Тоня кривится. Тарталья говорит:
— Там пряничный завод. На полустанках. Или хочешь, может, животинку?
Тоня качает головой и шмыгает носом. Тарталья говорит:
— Помнишь легенду про чудо-юдо-рыбу-кит? Которая только в падозерском столице, если верить рыбаческим россказням, не извелась. Я поймаю.
Тоня морщится и пускает пару быстрых слезинок, копившихся все это время. Тарталья решает больше не говорить, наклоняется и сухо прикладывается губами к ее лбу, точно так же быстро выпрямляется и открывает входную дверь. По щекам ударяет ветер вперемешку со снегом. Крыльцо уже как два дня все замело.
— Леш, не уходи.
Тарталья в последний раз оборачивается. Думает — я запомню ее такой, я запомню ее девочкой с русыми волосами, которые когда-нибудь выцветут в рыжину, я запомню ее своей сестрой. Опять улыбается. Тоня от этого его выражения пуще заходится слезами.

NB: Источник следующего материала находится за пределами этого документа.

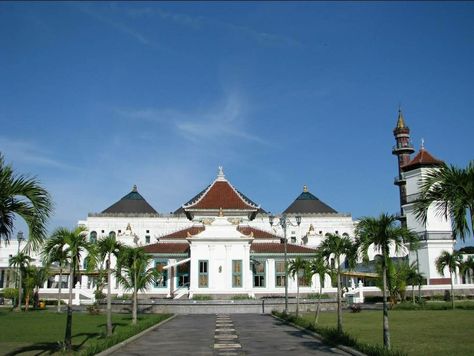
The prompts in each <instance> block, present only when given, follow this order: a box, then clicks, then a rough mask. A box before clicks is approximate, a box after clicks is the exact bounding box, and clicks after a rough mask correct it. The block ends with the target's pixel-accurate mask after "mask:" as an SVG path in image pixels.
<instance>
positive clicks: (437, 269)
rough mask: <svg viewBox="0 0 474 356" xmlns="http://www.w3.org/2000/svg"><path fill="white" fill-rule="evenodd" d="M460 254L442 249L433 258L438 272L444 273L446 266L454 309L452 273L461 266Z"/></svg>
mask: <svg viewBox="0 0 474 356" xmlns="http://www.w3.org/2000/svg"><path fill="white" fill-rule="evenodd" d="M461 264H462V256H461V254H460V253H459V251H453V253H449V252H448V251H442V252H441V254H440V255H439V256H438V258H437V259H436V260H435V265H436V270H437V271H438V272H439V274H441V275H444V269H445V268H446V267H448V271H449V279H450V280H451V304H452V307H453V309H454V286H453V273H456V267H461Z"/></svg>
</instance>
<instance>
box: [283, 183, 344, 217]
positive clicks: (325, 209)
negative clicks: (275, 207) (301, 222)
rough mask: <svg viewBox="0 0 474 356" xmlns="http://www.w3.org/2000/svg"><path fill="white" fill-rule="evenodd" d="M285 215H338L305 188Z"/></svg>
mask: <svg viewBox="0 0 474 356" xmlns="http://www.w3.org/2000/svg"><path fill="white" fill-rule="evenodd" d="M283 213H285V214H337V211H336V210H334V209H333V208H331V207H330V206H329V205H327V204H326V203H323V202H322V201H321V200H319V199H318V198H316V197H315V196H314V195H313V194H311V193H310V192H308V188H307V187H306V186H304V188H303V193H301V194H300V195H299V196H298V198H296V199H295V201H294V202H293V203H292V204H291V205H290V206H289V207H288V208H286V210H285V211H284V212H283Z"/></svg>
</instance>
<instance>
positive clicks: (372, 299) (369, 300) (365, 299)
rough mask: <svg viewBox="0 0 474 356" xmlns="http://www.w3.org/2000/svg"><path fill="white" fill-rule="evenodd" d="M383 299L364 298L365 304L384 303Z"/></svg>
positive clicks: (381, 298) (371, 296)
mask: <svg viewBox="0 0 474 356" xmlns="http://www.w3.org/2000/svg"><path fill="white" fill-rule="evenodd" d="M382 302H383V297H382V296H380V295H368V296H366V297H364V303H382Z"/></svg>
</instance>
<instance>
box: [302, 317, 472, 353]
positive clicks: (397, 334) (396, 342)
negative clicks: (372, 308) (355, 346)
mask: <svg viewBox="0 0 474 356" xmlns="http://www.w3.org/2000/svg"><path fill="white" fill-rule="evenodd" d="M305 317H306V318H308V319H309V320H311V321H312V320H313V318H314V314H305ZM336 319H337V316H336V313H335V312H324V313H321V315H320V318H319V325H321V326H329V327H336ZM389 325H390V336H391V344H392V348H393V349H396V350H399V351H403V352H406V353H407V354H408V355H410V356H411V355H413V356H414V355H430V356H436V355H440V356H441V355H443V356H444V355H474V328H473V327H474V310H417V311H412V310H394V311H390V312H389ZM343 328H344V331H346V332H347V333H349V334H350V335H352V336H355V337H356V338H357V339H358V340H359V341H361V342H365V343H369V344H380V345H382V344H383V339H382V311H378V310H377V311H375V310H374V311H369V310H362V312H360V313H350V312H344V314H343Z"/></svg>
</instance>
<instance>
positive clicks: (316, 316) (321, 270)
mask: <svg viewBox="0 0 474 356" xmlns="http://www.w3.org/2000/svg"><path fill="white" fill-rule="evenodd" d="M309 268H310V271H311V273H312V274H313V275H314V274H317V275H318V276H319V294H318V305H317V306H316V311H315V313H314V321H313V323H314V324H317V323H318V319H319V311H320V309H321V294H322V293H323V286H324V280H325V278H326V275H327V274H329V275H330V274H332V269H331V267H330V266H329V264H328V263H327V261H326V260H325V259H324V258H323V257H322V256H321V255H319V254H317V255H316V257H315V258H314V259H313V260H312V261H311V262H310V265H309Z"/></svg>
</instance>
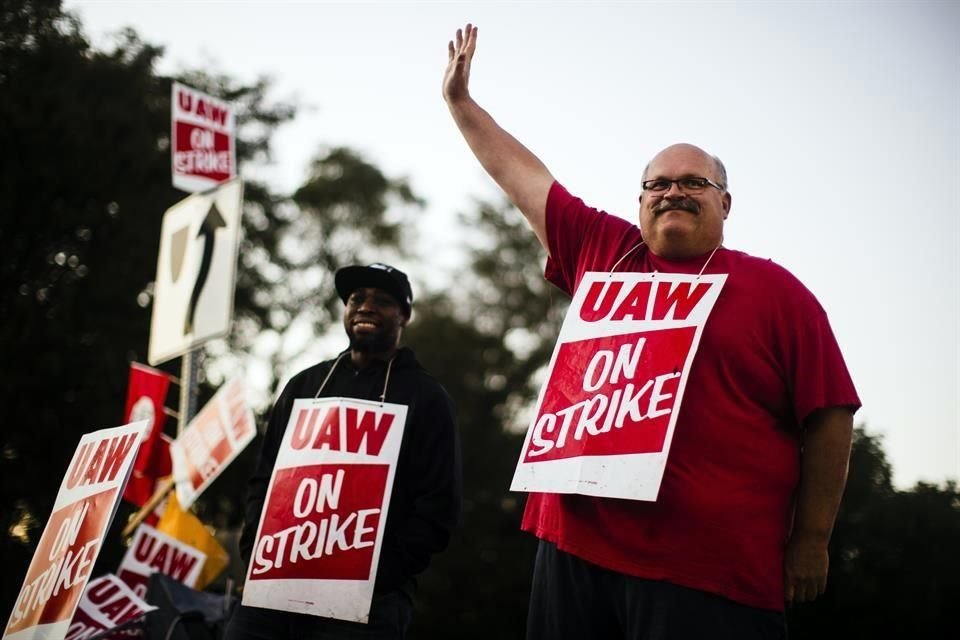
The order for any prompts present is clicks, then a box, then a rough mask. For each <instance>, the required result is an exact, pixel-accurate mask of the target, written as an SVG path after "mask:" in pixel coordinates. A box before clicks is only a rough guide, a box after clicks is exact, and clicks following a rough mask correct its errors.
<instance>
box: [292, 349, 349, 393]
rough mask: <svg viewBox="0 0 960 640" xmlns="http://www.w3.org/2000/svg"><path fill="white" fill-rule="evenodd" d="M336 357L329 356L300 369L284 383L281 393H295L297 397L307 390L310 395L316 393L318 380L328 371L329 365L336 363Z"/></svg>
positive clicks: (333, 364) (328, 369)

— Где месяц, так время летит — не заметишь. Пиши.
И в общем-то, Тоня пишет ему все последующие два года, но Тарталья не читает. И Тевкр, только Тевкр подписывает конверты как «Чайльду», а Тоня из упрямства — Алексею. И мать пишет — спасибо за деньги. И отец. Отца Тарталья читает с чувством выполненного долга, как человека, который по крайней мере понимает — культ поехавших на войне отставников, так их называют в столице. В деревнях все проще «стреляный» и «поседлый».
Тарталья и сам учится писать письма. Начинает их с «сяньшэн» и скармливает огню пустой лист. Глупо адресовать все мысли человеку, который живет в соседней комнате, но Тарталья не знает, как выражать эмоции — настоящие, жгучие, кровоточащие — и не выдавать все за юмореску.